Senator John Cornyn

Cornyn, Toomey Introduce Bill To End ‘Too Big To Fail’

Senator John Cornyn (R TX)Press Release: U.S. Sens. John Cornyn (R-TX) and Pat Toomey (R-PA) introduced the Taxpayer Protection and Responsible Resolution Act (TPRRA) yesterday to end taxpayer-funded bailouts for large financial institutions.

“In recent years, our nation’s economy has been haunted by the specter that the federal government will prop up failing financial institutions. This legislation, which I am proud to introduce with Sen. Toomey, will put an end to that threat,” said Sen. Cornyn. “Once these institutions know that the government can and will let them fail, they will be forced to become better stewards of their clients’ resources or risk going out of business, rather than becoming a taxpayer liability.”

“In 2008, we discovered we did not have a mechanism adequate to resolve the failure of a large, complex financial institution,” said Sen. Toomey. “Dodd-Frank attempted to solve this problem. Unfortunately, it only made matters worse by creating a dedicated fund to bailout failing financial firms and, in the process, institutionalized ‘too big to fail.’

“My bill with Senator Cornyn will instead repeal this provision of Dodd-Frank and ensure the failure of a large institution is handled in a predictable, orderly, and legal way that eliminates bailouts.

“Instituting a bankruptcy process, would allow the market to impose discipline on large financial institutions by pricing their risks appropriately.”

Background on the Taxpayer Protection and Responsible Resolution Act
The Taxpayer Protection and Responsible Resolution Act strengthens and modernizes U.S. bankruptcy laws to facilitate the resolution of a financial institution – and protect U.S. taxpayers from the bailouts that have come with bank failures in the past.

The legislation creates a new, specialized bankruptcy chapter (“Chapter 14”) for certain financial corporations and eliminates the “orderly liquidation authority” in Title II of the Dodd-Frank Act – an ad hoc process ripe for political manipulation that provides for yet another bailout.

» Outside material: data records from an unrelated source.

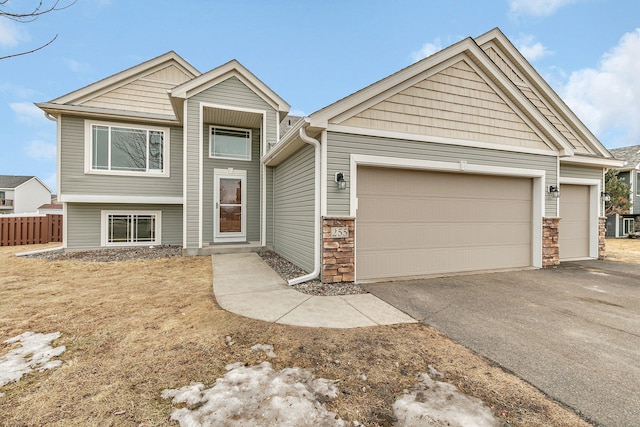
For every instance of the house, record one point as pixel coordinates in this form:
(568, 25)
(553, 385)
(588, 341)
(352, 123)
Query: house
(22, 194)
(629, 172)
(454, 163)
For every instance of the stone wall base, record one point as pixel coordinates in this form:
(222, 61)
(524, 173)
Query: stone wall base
(338, 253)
(550, 247)
(602, 231)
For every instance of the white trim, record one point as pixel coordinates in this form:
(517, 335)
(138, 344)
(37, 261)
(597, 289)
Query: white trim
(185, 167)
(437, 139)
(594, 161)
(249, 147)
(88, 149)
(241, 236)
(224, 72)
(323, 175)
(538, 176)
(104, 223)
(138, 200)
(65, 228)
(59, 155)
(200, 171)
(595, 186)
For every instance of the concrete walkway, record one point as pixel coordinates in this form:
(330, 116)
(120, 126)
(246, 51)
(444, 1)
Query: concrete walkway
(244, 284)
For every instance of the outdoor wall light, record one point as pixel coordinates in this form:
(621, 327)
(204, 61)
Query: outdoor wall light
(339, 178)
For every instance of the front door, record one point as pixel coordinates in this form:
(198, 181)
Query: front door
(229, 208)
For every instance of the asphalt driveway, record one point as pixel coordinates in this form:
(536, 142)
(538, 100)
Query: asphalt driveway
(573, 332)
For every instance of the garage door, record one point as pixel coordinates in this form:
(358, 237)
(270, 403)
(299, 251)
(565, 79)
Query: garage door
(573, 232)
(417, 223)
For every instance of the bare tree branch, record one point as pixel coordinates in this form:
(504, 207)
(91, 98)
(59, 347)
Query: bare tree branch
(30, 51)
(29, 16)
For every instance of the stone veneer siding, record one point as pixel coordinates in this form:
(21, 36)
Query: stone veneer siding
(550, 247)
(338, 255)
(602, 230)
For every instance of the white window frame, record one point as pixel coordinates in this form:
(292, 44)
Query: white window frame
(212, 156)
(104, 226)
(88, 149)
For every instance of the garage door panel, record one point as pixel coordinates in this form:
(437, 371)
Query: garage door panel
(413, 210)
(414, 235)
(416, 222)
(416, 262)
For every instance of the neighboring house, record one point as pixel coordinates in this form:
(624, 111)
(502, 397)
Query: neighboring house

Under Chapter 14, the failed bank would go bankrupt, leaving its owners and long-term creditors on the hook for its bad decisions, not taxpayers. To avoid systemic risk to the financial system, which is what has led the government to use bailouts in the past, Chapter 14 would enable all the failed bank’s assets and the liabilities that pose systemic risk to be transferred to a new “bridge” company. That bridge company would be owned by the bankrupt estate, but it would operate as a new, solvent, company that could go on meeting the failed bank’s obligations.